Type of publication:
Journal article

Author(s):
Petty, Russell D; Dahle-Smith, Asa; Stevenson, David A J; Osborne, Aileen; Massie, Doreen; Clark, Caroline; Murray, Graeme I; Dutton, Susan J; Roberts, Corran; Chong, Irene Y; Mansoor, Wasat; Thompson, Joyce; Harrison, Mark; *Chatterjee, Anirban; Falk, Stephen J; Elyan, Sean; Garcia-Alonso, Angel; Fyfe, David Walter; Wadsley, Jonathan; Chau, Ian; Ferry, David R; Miedzybrodzka, Zosia

Citation:
Journal of Clinical Oncology : official journal of the American Society of Clinical Oncology; July 10;35(20):2279-2287

Abstract:
Purpose The Cancer Esophagus Gefitinib trial demonstrated improved progression-free survival with the epidermal growth factor receptor (EGFR) tyrosine kinase inhibitor gefitinib relative to placebo in patients with advanced esophageal cancer who had disease progression after chemotherapy.
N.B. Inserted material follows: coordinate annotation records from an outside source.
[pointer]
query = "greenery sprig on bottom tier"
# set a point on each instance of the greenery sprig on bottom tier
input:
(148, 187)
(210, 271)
Rapid and durable responses were observed in a minority of patients. We hypothesized that genetic aberration of the EGFR pathway would identify patients benefitting from gefitinib. Methods A prespecified, blinded molecular analysis of Cancer Esophagus Gefitinib trial tumors was conducted to compare efficacy of gefitinib with that of placebo according to EGFR copy number gain (CNG) and EGFR, KRAS, BRAF, and PIK3CA mutation status. EGFR CNG was determined by fluorescent in situ hybridization (FISH) using prespecified criteria and EGFR FISH-positive status was defined as high polysomy or amplification. Results Biomarker data were available for 340 patients. In EGFR FISH-positive tumors (20.2%), overall survival was improved with gefitinib compared with placebo (hazard ratio [HR] for death, 0.59; 95% CI, 0.35 to 1.00; P = .05). In EGFR FISH-negative tumors, there was no difference in overall survival with gefitinib compared with placebo (HR for death, 0.90; 95% CI, 0.69 to 1.18; P = .46). Patients with EGFR amplification (7.2%) gained greatest benefit from gefitinib (HR for death, 0.21; 95% CI, 0.07 to 0.64; P = .006). There was no difference in overall survival for gefitinib versus placebo for patients with EGFR, KRAS, BRAF, and PIK3CA mutations, or for any mutation versus none. Conclusion EGFR CNG assessed by FISH appears to identify a subgroup of patients with esophageal cancer who may benefit from gefitinib as a secondline treatment. Results of this study suggest that anti-EGFR therapies should be investigated in prospective clinical trials in different settings in EGFR FISH-positive and, in particular, EGFR-amplified esophageal cancer.